In Vivo Imaging Results

Representative imaging results are shown in Figures 9– 12. Figure 9 contains comparative sagittal and coronally acquired myelin water volume fraction’s maps, reformatted as axial slices at approximately the same level, calculated without B₀ and B₁ correction; with only B₀ correction; and with both B₀ and B₁ correction. These data clearly demonstrate the influence of flip angle and off-resonance errors in the derived maps. Errors related to flip angle inhomogeneity are greatest along the slab-select direction at the edges of excited volume and correspond to the profile of the RF pulse. Errors resulting from off-resonance conditions are maximal near the sinuses, inner ear, and brain stems.

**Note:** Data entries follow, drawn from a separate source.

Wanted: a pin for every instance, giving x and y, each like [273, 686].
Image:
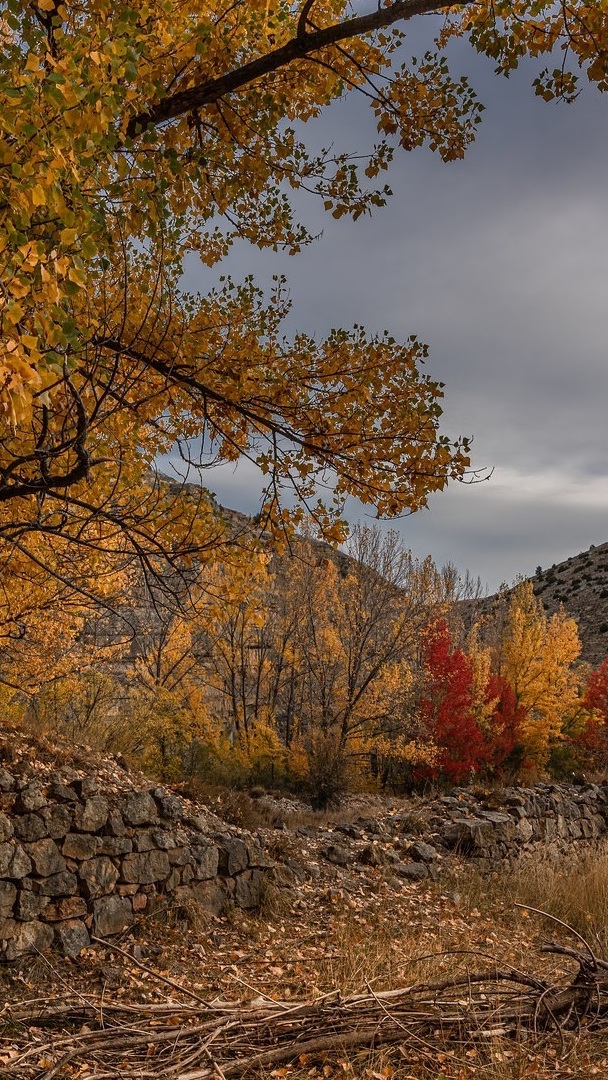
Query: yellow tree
[354, 644]
[132, 134]
[538, 657]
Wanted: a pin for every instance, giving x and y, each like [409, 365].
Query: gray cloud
[500, 262]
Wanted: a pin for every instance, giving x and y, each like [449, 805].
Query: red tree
[447, 706]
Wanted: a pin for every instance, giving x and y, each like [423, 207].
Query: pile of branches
[196, 1039]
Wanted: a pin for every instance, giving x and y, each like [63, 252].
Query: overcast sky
[500, 264]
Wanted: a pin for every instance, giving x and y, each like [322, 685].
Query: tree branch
[298, 48]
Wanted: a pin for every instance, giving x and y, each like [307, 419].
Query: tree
[447, 707]
[537, 658]
[132, 134]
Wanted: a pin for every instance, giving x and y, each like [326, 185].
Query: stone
[116, 824]
[8, 896]
[59, 885]
[86, 786]
[337, 854]
[7, 829]
[183, 856]
[115, 846]
[469, 835]
[45, 856]
[211, 896]
[72, 936]
[411, 872]
[7, 781]
[67, 907]
[247, 889]
[111, 915]
[140, 809]
[97, 876]
[14, 862]
[81, 846]
[29, 905]
[233, 855]
[30, 827]
[32, 936]
[93, 814]
[30, 797]
[422, 852]
[206, 860]
[57, 821]
[372, 855]
[524, 831]
[145, 867]
[65, 793]
[170, 806]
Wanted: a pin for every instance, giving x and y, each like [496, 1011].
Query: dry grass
[573, 889]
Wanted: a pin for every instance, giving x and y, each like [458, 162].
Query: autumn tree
[537, 659]
[354, 642]
[134, 134]
[447, 707]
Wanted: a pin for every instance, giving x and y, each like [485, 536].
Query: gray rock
[7, 781]
[7, 829]
[206, 860]
[30, 797]
[14, 863]
[8, 896]
[115, 846]
[67, 907]
[30, 827]
[34, 936]
[337, 854]
[140, 809]
[86, 786]
[97, 876]
[247, 889]
[183, 856]
[59, 885]
[411, 872]
[422, 852]
[145, 867]
[233, 855]
[63, 792]
[81, 846]
[29, 905]
[45, 856]
[211, 896]
[92, 815]
[57, 821]
[111, 915]
[170, 806]
[72, 936]
[116, 825]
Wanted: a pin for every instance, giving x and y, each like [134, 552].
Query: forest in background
[311, 672]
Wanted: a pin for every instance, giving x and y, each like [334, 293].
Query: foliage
[537, 660]
[447, 706]
[134, 135]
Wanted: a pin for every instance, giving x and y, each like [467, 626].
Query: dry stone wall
[516, 821]
[79, 861]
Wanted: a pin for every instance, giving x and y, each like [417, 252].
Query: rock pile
[77, 860]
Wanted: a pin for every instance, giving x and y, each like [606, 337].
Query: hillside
[581, 584]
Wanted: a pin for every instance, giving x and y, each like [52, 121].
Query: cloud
[500, 264]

Figure 10 displays maps of each of the six mcDESPOT parameters (T_1,M, T_1,F, T_2,M, T_2,F, f_M, and τ_M) calculated without B₀ or B₁ correction; with only B₀ correction; and with both B₀ and B₁ correction. As observed in Fig. 8, these data exemplify the B₀ and B₁-related errors in each of the multicomponent parameters and demonstrate the corrective ability of the presented flip angle and off-resonance modeling techniques. In general, it is noted that flip angle errors appear to predominately affect the T₁ measures, whereas off-resonance principally influence the T₂ measures. However, both have significant influence on the derived myelin water fraction estimates.

In Fig. 11, we show axially reformatted images through the uncorrected; B₀ only; and fully B₀ and B₁ corrected myelin water volume fractions maps at different levels throughout the brain. Again, these images demonstrate not only the severity of artifact in the uncorrected maps but also their effective removal and elimination when B₀ and B₁ are modeled and appropriately accounted for.

As noted throughout the numerical simulations, areas of off-resonance translate into over-estimations of myelin water fraction. Similarly, incorrect knowledge of the transmitted flip angle, such as at the edges of the excited volume, also translate into myelin water fraction over-estimation. A comparison of mean myelin water fraction values obtained from frontal white matter is shown in Table 1 and supports the qualitative results observed in Figs. 8–11. Averaging the corrected results from both orientation acquisitions across all four volunteers, mean frontal region white matter values were: T_1,M = 387 ± 26 msec, T_1,F = 946 ± 53 msec, T_2,M = 10.4 ± 3.2 msec, T_2,F = 108 ± 12 msec, f_M = 0.232 ± 0.0017, and τ_M = 98 ± 26 msec. No significant difference was noted between the values derived from the sagittal or coronally acquired data. These values compare favorably with previously reported values at 1.5 T of T_1,M = 350–460 msec, T_1,F = 970 msec, T_2,M = 10–55 msec, T_2,F = > 55 msec, and f_M = 0.12–0.32, respectively (12,13).

As proof-of-concept, demonstration of the technique at the higher 3 T field strength is shown in Fig. 12. As with the results shown previously at 1.5 T, the inclusion of B₁ and B₀ modeling removes these effects from the calculated mcDESPOT parameter maps.

As has been suggested previously, one approach to eliminate pulse profile affects is to eliminate the slab-selection gradient. Results of similar acquisitions with and without the slab-selection gradient are shown in Fig. 13 and show similar results regardless of the presence or absence of the gradient. This lends further credence to our simulation findings, which showed only a slight deviation in the linear relationship between the prescribed and transmitted flip angles even in the presence of off-resonance effects associated with the slab-selection gradient.

Finally, results of the single- and two-component residuals and BIC analysis are shown in Fig. 14. Despite the complexity of the two component mcDESPOT model, this analysis shows the mcDESPOT model is justified by the data throughout the majority of the image.